À 1h30 le matin du 29 mai 1914, l’Empress of Ireland, un paquebot de 14 000 tonnes, qui a quitté Québec la veille avec 1 477 personnes à son bord, transfère son pilote sur l’Eurêka. Quelques minutes plus tard, après avoir signalé sa présence à un navire venant en sens inverse, l’Empress s’engage dans un banc de brouillard. À 1h55, dans le fracas des tôles déchirées, le charbonnier norvégien Storstad enfonce le flanc droit de l’Empress. Des masses d’eau s’engouffrent dans la brèche béante et le paquebot disparaît sous les flots en moins de 15 minutes, à quelques kilomètres au large de Sainte-Luce. Malgré les efforts des équipages du Storstad, de l’Eurêka et du Lady Evelyn, seulement 465 survivants peuvent être ramenés au quai de Rimouski. Les 1 012 autres passagers et membres d’équipage sont emportés par le fond ou succombent aux eaux glaciales de l’estuaire.
 
C’est la rapidité du naufrage qui est surtout responsable du nombre élevé de victimes. L’équipage n’a pas eu le temps d’organiser le sauvetage des femmes et des enfants comme sur le Titanic, demeuré longtemps à flot après sa collision avec un iceberg. La majorité des passagers des ponts inférieurs sont pris au piège et l’évacuation prend très tôt l’allure d’un sauve-qui-peut où les plus faibles sont désavantagés. Le décompte des survivants illustre bien cette tragique réalité : 248 des 420 membres d’équipage sauvent leur vie contre à peine 4 des 138 enfants présents à bord.
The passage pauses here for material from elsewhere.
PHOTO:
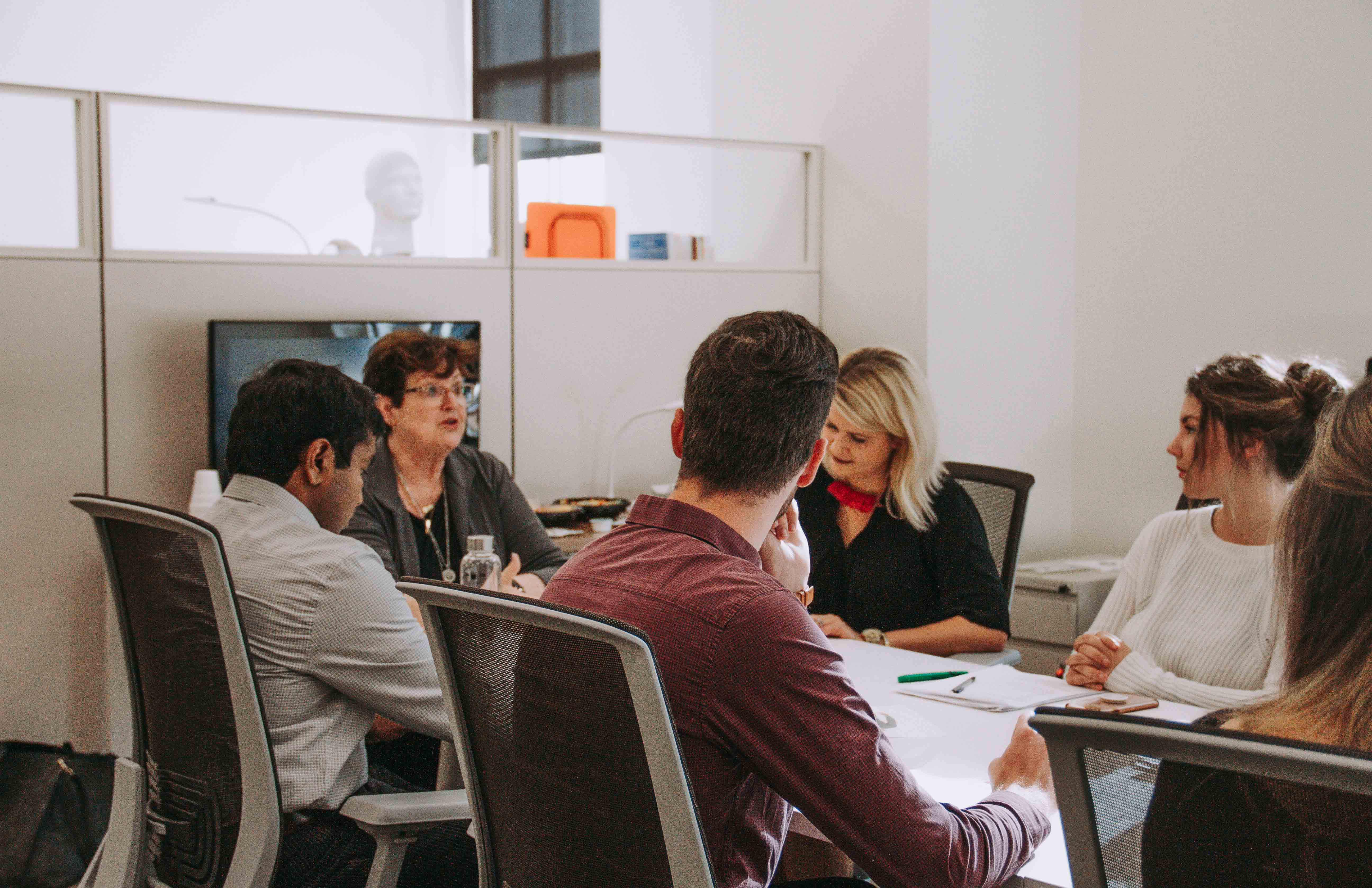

En fait, plus de passagers vont périr lors du naufrage de l’Empress (840) que dans la catastrophe du Titanic.
 
L’importance du désastre impose la tenue d’une enquête publique dont les audiences se déroulent à Québec, du 16 au 27 juin 1914. La Commission d’enquête dépose son rapport le 11 juillet suivant. Devant les dépositions contradictoires des équipages des deux navires impliqués dans l’accident, les trois commissaires hésitent à dégager une responsabilité claire, quoique celle de l’officier en charge du charbonnier norvégien ressort dans le volumineux rapport. C’est toutefois le naufrage rapide du paquebot qui suscite le plus d’interrogations chez les commissaires. La nécessité de laisser les portes étanches et les hublots fermés la nuit en cas de brume constitue la plus importante recommandation des commissaires.
 
Aujourd’hui, le voyageur qui emprunte la route qui longe le fleuve à la hauteur de Pointe-au-Père peut apercevoir le monument érigé par le Canadien Pacifique sur le petit lot où sont enterrées les victimes non identifiées du naufrage. Tout près de là, le Musée de la mer, qui collabore avec Parcs Canada à la mise en valeur des installations d’aide à la navigation de Pointe-au-Père, consacre une partie de ses expositions au plus important désastre maritime jamais survenu dans les eaux canadiennes. Les plongeurs, qui explorent l’épave de l’Empress of Ireland depuis 1964 et en remontent des pièces depuis lors, ont permis la constitution de cet émouvant mémorial.
 
 
Bibliographie : 

Collectif. La tragédie oubliée. Le naufrage de l’Empress of Ireland. Pointe-au-Père, Musée de la mer de Pointe-au-Père, 1999. 40 p.
Croall, James. Fourteen minutes. The last voyage of the Empress of Ireland. London, Sphere Book Limited, 1978. 245 p.
Fortin, Jean-Charles. « La grande navigation et les installations de Pointe-au-Père », Revue d’histoire du Bas-Saint-Laurent, vol. 8, n° 3, oct.-déc. 1982. p. 53-92.